I cannot stress too much my premise that it is power-wielders from both the public and private sectors who typically have skeletons in the closet which investigative journalism may and should unearth.
It is not just high government officials who have those dark secrets that are crying out to be brought into the open; but also, for instance, the big bosses of corporate giants and the landed aristocracy. Investigative journalism in the Philippines has made some attempts at probing the skeletons hidden by entities other than high government, but the secrets of big business and the landed aristocracy are still uncharted territory for most Filipino investigative journalists.
The big bosses of corporate giants and the landed aristocracy, as much as high government officials, deserve to be subject to the intense scrutiny of investigative journalism — since they, like high government officials, affect to a great deal the life of the general public — who are, in the final analysis, the ultimate beneficiaries of the successes of any investigative journalist.
Any issues involving them and how they impact on the lives of the people are necessary subjects of investigative journalism. As Teodoro said:
Whether at the community or national level, all issues that touch upon the way people live are people’s issues. These issues range from the need for day care centers for working mothers to the undeclared martial law in Jolo. Whether by documenting corruption or environmental degradation, child labor or the manipulation of the stock market, the investigative report can help put an end to both the ignorance as well as the legacy of secrecy that are among the instruments that help keep Philippine society what it is for the overwhelming majority of the people — a society of vast injustice and even greater misery…
That having been said, high government, big business and the landed aristocracy are but part of a larger organism which goes by the name Philippine society.
Investigative journalism, therefore, should go beyond uncovering their dark secrets and must also probe into the dynamics of the social forces that make the power-wielders what they are, and that keep them as such.

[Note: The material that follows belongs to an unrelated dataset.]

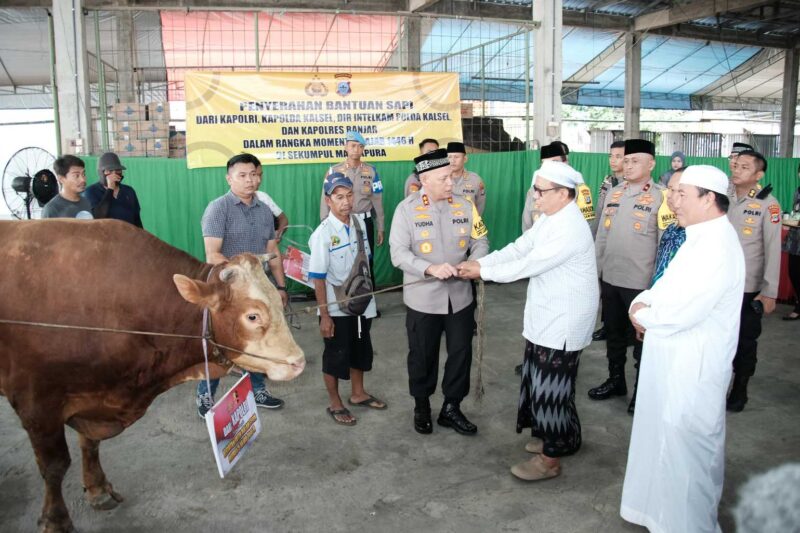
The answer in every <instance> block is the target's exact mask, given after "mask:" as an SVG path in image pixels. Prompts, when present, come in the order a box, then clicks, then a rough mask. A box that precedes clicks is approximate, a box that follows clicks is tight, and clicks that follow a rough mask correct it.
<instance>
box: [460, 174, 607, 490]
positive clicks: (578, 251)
mask: <svg viewBox="0 0 800 533" xmlns="http://www.w3.org/2000/svg"><path fill="white" fill-rule="evenodd" d="M581 185H583V178H582V177H581V175H580V174H579V173H578V172H576V171H575V170H574V169H573V168H572V167H570V166H569V165H568V164H566V163H562V162H555V161H545V162H543V163H542V166H541V168H540V169H539V170H537V171H536V173H535V174H534V184H533V188H532V190H533V194H534V198H535V199H536V206H535V207H536V210H537V211H538V212H539V213H541V216H540V217H539V219H538V220H537V221H536V224H534V225H533V227H532V228H531V229H529V230H528V231H526V232H525V233H524V234H523V235H522V236H521V237H520V238H519V239H517V240H516V241H514V242H513V243H511V244H509V245H508V246H506V247H505V248H503V249H502V250H499V251H496V252H494V253H492V254H490V255H488V256H486V257H483V258H481V259H478V260H477V261H465V262H463V263H461V264H459V265H458V273H459V276H461V277H463V278H468V279H476V278H478V277H480V278H482V279H485V280H488V281H496V282H499V283H510V282H512V281H516V280H518V279H524V278H528V279H529V280H530V281H529V282H528V296H527V299H526V301H525V318H524V321H525V325H524V329H523V332H522V335H523V336H524V337H525V339H526V341H527V342H526V343H525V356H524V361H523V365H522V383H521V386H520V395H519V401H518V410H517V433H521V432H522V430H523V429H524V428H531V434H532V436H533V439H532V440H531V441H530V442H528V443H527V444H526V445H525V451H526V452H528V453H530V454H533V455H532V457H531V458H530V459H528V460H526V461H523V462H521V463H519V464H517V465H514V467H512V468H511V473H512V474H513V475H514V476H516V477H517V478H519V479H523V480H525V481H539V480H544V479H550V478H554V477H556V476H558V475H559V474H560V473H561V458H563V457H568V456H570V455H572V454H574V453H576V452H577V451H578V450H579V449H580V447H581V425H580V420H579V418H578V411H577V409H576V408H575V380H576V379H577V377H578V365H579V363H580V355H581V351H582V350H583V348H585V347H586V346H588V345H589V343H591V342H592V330H593V329H594V323H595V319H596V318H597V301H598V298H599V296H600V295H599V287H598V286H597V263H596V260H595V256H594V242H593V240H592V232H591V229H590V228H589V225H588V224H586V222H585V220H584V217H583V215H582V214H581V209H580V208H579V207H578V205H577V204H576V203H575V195H576V194H577V188H578V187H579V186H581Z"/></svg>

Investigative journalism, in the words of former Bulatlat executive editor Bobby Tuazon, “should be honed and advanced as a tool for social transformation,” and “(should) not confine itself to reporting about corruption and other scandals but (should delve) into the bigger, more socially-relevant issues of the poor and the oppressed.”
To summarize: Investigative journalism is needed in any society like the Philippines. It has to some extent been responsive to the social conditions that make it a necessity in this country, but its practitioners here can and would do well to do more.